(Buenos Aires).- "Está muy mal, destrozada y con ataques de pánico". La frase, descarnada, pertenece a Sebastián Centeno, mánager de Florencia Peña, y grafica el delicado momento de salud mental que atraviesa la actriz desde que quedó en el centro del escándalo por anunciar al aire una noticia falsa sobre la muerte de Jorge Messi, el papá de Lionel Messi. En declaraciones a Marina Calabró y Luis Ventura, el representante confirmó que la conductora está "completamente rota y destrozada".
Desde el entorno cercano a la actriz reconocieron que nunca antes la habían visto en un estado de vulnerabilidad semejante, ni siquiera durante los momentos más hostiles de su carrera mediática. "Nunca la vieron así como está ahora, está devastada", reveló la periodista Pochi en el ciclo Puro Show (eltrece). La panelista agregó que la conmoción ya no es solo puertas adentro de la conductora, sino que su núcleo íntimo también sufre las consecuencias: "La familia la está pasando mal".
El propio Centeno se mostró alarmado por el estado en que encontró a Peña: "Me asusté cuando la vi". Al intentar explicar lo sucedido, el mánager puso el foco en el vértigo del vivo y en el rol de la producción. "Florencia se equivocó con una noticia que le dio una producción en la que confía por estar haciendo un streaming en vivo", explicó.
Centeno, además, trazó un paralelismo con otro histórico episodio de la televisión argentina, cuando Luis Ventura anunció erróneamente la muerte de Cacho Fontana, y pidió poner en contexto la reacción del público. "¿Por esto vamos a salir a matar y descuartizar a una persona? ¿A querer arruinarla?", se preguntó el representante, visiblemente molesto por la repercusión.

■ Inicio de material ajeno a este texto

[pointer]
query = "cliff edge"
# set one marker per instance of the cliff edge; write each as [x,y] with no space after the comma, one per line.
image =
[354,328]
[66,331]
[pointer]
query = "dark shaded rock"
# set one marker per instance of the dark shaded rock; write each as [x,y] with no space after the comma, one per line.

"Fue un error humano garrafal y no hay justificación alguna, pero le puede pasar a cualquiera", sostuvo Centeno, quien defendió a la artista frente al masivo repudio recibido en redes sociales y en medios convencionales.
El costo profesional para Florencia Peña ya es concreto: fue desplazada de su programa en Luzu TV por decisión de Nico Occhiato. Si bien la actriz aceptó públicamente la decisión de la señal, buscará un resarcimiento económico por la vía legal. Con la presión mediática en su punto más alto y las críticas que incluso llegaron desde el presidente Javier Milei —quien la tildó de "chimentera de poca monta"—, la conductora optó por no esconderse: "Tengo que dar la cara", manifestó.

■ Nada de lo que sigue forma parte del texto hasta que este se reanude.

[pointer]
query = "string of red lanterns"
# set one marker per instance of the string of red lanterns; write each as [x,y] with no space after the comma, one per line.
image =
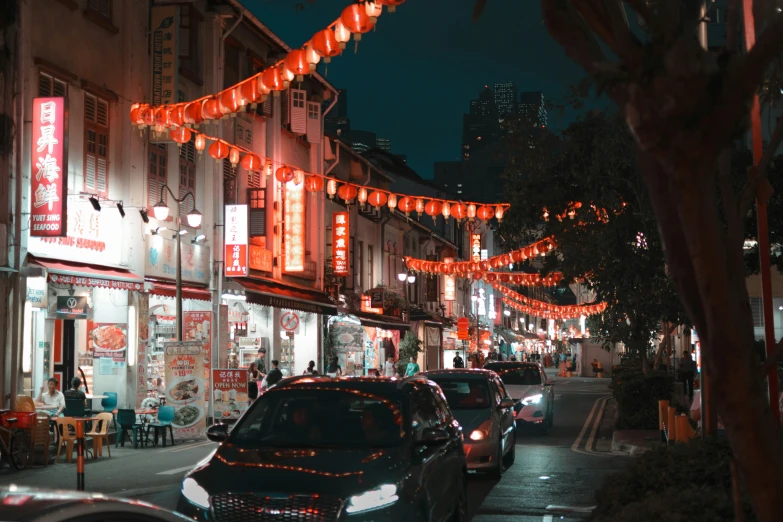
[355,19]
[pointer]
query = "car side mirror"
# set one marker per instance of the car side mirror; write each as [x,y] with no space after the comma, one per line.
[218,432]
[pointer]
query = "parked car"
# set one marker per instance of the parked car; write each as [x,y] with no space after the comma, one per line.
[480,403]
[348,448]
[528,385]
[22,504]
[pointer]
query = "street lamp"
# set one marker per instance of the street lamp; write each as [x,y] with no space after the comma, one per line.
[161,211]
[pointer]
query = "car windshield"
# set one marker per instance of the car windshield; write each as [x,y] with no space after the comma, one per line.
[464,394]
[311,417]
[519,376]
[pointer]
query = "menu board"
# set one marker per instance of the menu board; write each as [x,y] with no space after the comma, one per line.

Frente a la ola de hostigamiento, su mánager elevó el tono de la advertencia y le puso un freno simbólico al escarnio público: "Se equivocó y está totalmente destruida. ¿Qué más quieren? ¿Que se tire de un balcón?". En esa línea, Centeno cerró su descargo con una pregunta que dejó abierta la discusión sobre los límites de la repercusión mediática: "¿Hasta qué punto destruimos y liquidamos a alguien? Han pasado cosas peores en los medios de comunicación".